There are now REF_URL and REPO_URL on mybinder.org (via https://github.com/jupyterhub/mybinder.org-deploy/pull/1202) that let you know which repo you are in and the info to start a new binder again. So we could store that together with the notebook path.

What do you think of starting with just notebooks in the browser storage? It feels like if we include arbitrary files we need to figure out something to prevent (very) large files filling up the browser storage/need a good UI to let people inspect/manage it.

The domain thing is a shame but as long as we start with the "store in your browser" feature being an optional extra I feel like we can get started instead of having to find a solution to this from day one.

betatim commented 4 years ago

To show the time left till the timeout we can talk to curl -H "Authorization: bearer $JPY_API_TOKEN" http://hub:8081/hub/api/users/$JUPYTERHUB_USER from inside the container/notebook and it will tell us the last activity timestamp from which we can start a countdown with ~8min as countdown time or some such. It is a lower bound because each kernel first has to time out etc. So this is a "simple fix" only.

ivan-gomes commented 4 years ago

Is there any way we could do this extensibly - Contents API comes to mind - such that one could implement persistence with a blob store like S3 in addition to browser to stretch beyond a single browser and computer?

betatim commented 4 years ago

Sounds interesting. Could you re-post/link you comment in #1007 @ivan-gomes ? Using a remote storage like S3 sounds interesting but like something I'd postpone until we have a first version that works with users. Trying to figure out auth and such could be tricky :-/

I don't see this being implemented as a contents API storage (I think there are already options there to use S3 in https://github.com/nteract/bookstore?). We'd use the Contents API to get the contents of the notebook (maybe). Anyway, something for the other issue :)

consideRatio commented 4 years ago

Questions

Is it possible, within for example JupyterLab, to download an open notebook from the UI even though we have been disconnected from the server? Is there such JupyterLab extension already? It sounds like like something useful to create totally separate from creating it specifically for mybinder.org or similar.

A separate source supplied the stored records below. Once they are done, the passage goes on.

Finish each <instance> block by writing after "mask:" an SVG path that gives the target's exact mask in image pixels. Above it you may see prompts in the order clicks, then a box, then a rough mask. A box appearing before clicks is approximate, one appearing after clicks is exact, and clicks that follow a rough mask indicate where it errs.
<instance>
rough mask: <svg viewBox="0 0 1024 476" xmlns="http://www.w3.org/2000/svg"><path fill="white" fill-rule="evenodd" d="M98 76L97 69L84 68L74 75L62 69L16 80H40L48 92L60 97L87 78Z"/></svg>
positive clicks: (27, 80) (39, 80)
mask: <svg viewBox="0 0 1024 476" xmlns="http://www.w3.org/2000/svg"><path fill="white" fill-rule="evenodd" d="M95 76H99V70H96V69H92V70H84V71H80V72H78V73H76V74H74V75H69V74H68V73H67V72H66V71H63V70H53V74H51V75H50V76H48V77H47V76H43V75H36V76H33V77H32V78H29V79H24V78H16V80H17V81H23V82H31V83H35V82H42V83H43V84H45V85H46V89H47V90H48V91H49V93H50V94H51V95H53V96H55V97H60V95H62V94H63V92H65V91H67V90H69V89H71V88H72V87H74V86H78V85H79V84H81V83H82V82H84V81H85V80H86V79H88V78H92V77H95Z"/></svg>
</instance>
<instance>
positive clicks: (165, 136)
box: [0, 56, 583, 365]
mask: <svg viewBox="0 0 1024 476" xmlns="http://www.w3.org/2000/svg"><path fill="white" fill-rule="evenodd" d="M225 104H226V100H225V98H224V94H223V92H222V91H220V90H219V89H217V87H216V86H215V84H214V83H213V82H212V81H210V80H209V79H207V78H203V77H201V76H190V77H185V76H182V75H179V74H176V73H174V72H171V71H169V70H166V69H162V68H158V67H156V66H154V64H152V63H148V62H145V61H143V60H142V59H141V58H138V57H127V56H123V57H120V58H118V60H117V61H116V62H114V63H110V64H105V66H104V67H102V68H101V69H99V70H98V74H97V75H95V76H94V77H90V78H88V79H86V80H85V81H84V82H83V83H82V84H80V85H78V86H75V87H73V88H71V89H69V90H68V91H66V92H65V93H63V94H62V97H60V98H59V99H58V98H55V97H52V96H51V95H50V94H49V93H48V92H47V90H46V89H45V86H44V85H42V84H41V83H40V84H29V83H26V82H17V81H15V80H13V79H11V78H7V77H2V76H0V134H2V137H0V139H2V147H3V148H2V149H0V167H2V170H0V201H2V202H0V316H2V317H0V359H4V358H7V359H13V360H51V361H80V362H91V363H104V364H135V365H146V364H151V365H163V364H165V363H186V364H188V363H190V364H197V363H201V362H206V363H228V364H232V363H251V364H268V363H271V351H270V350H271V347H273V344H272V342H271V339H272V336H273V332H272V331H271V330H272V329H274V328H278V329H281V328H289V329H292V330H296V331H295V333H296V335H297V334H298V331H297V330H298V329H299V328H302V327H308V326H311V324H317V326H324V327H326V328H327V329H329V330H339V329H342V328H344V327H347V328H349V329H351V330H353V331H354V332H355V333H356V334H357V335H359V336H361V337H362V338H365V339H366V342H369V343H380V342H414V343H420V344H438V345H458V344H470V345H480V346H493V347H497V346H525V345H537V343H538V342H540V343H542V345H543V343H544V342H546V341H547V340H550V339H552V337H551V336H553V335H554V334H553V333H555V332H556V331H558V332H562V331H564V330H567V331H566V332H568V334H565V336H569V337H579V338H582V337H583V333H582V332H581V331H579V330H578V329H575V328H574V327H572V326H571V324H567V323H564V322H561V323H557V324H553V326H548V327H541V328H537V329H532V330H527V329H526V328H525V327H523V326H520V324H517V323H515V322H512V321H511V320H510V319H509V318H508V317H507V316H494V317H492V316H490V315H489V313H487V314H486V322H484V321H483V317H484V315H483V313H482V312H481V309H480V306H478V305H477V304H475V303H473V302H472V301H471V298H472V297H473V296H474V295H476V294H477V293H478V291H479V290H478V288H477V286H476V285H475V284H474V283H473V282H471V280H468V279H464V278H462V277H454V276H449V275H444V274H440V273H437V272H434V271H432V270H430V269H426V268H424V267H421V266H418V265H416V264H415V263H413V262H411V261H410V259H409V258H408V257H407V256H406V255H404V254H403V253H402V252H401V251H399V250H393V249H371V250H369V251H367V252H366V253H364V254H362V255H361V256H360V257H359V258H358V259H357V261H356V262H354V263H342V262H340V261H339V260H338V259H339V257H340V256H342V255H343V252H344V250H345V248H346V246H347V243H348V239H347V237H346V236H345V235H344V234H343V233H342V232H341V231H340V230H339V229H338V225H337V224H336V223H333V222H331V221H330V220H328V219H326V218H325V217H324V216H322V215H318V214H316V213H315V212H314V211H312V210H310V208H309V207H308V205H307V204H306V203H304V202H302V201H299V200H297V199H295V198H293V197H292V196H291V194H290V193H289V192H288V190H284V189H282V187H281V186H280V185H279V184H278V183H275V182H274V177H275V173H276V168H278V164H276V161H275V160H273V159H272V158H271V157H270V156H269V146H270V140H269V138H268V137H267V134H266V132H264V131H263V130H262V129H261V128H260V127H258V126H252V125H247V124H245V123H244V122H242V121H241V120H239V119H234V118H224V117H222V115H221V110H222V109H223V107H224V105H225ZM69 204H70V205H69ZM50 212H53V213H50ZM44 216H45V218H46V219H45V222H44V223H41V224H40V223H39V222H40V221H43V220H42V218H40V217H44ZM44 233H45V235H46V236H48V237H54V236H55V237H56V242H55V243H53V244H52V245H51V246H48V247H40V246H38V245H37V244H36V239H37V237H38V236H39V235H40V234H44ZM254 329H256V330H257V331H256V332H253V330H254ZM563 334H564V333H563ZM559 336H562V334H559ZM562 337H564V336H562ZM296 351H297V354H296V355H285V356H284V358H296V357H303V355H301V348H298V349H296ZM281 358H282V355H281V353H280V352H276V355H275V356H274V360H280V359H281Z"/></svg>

manics commented 4 years ago

https://github.com/manics/jupyter-offlinenotebook lets you download an open notebook on any system running jupyter-notebook, it's only the local-storage and binder links that are restricted to BinderHub, though the local storage restriction could be relaxed to work on any system.

PRs adding Jupyterlab support would be very welcome 😀

manics commented 4 years ago

@consideRatio It's not as polished as the notebook extension... https://mybinder.org/v2/gh/manics/jupyter-offlinenotebook/master?urlpath=lab%2Ftree%2Fexample.ipynb

almereyda commented 3 years ago

After https://github.com/jupyterlab/jupyterlab/issues/5382#issuecomment-837106904 had been merged, there is a SharedNotebook object now that one could use to persist a notebook, too.

The server doesn't yet use the implemented SharedNotebook because it is written in Javascript. However, we are making good progress on the Yjs-Python port, that would allow the kernel to write messages directly to the shared notebook.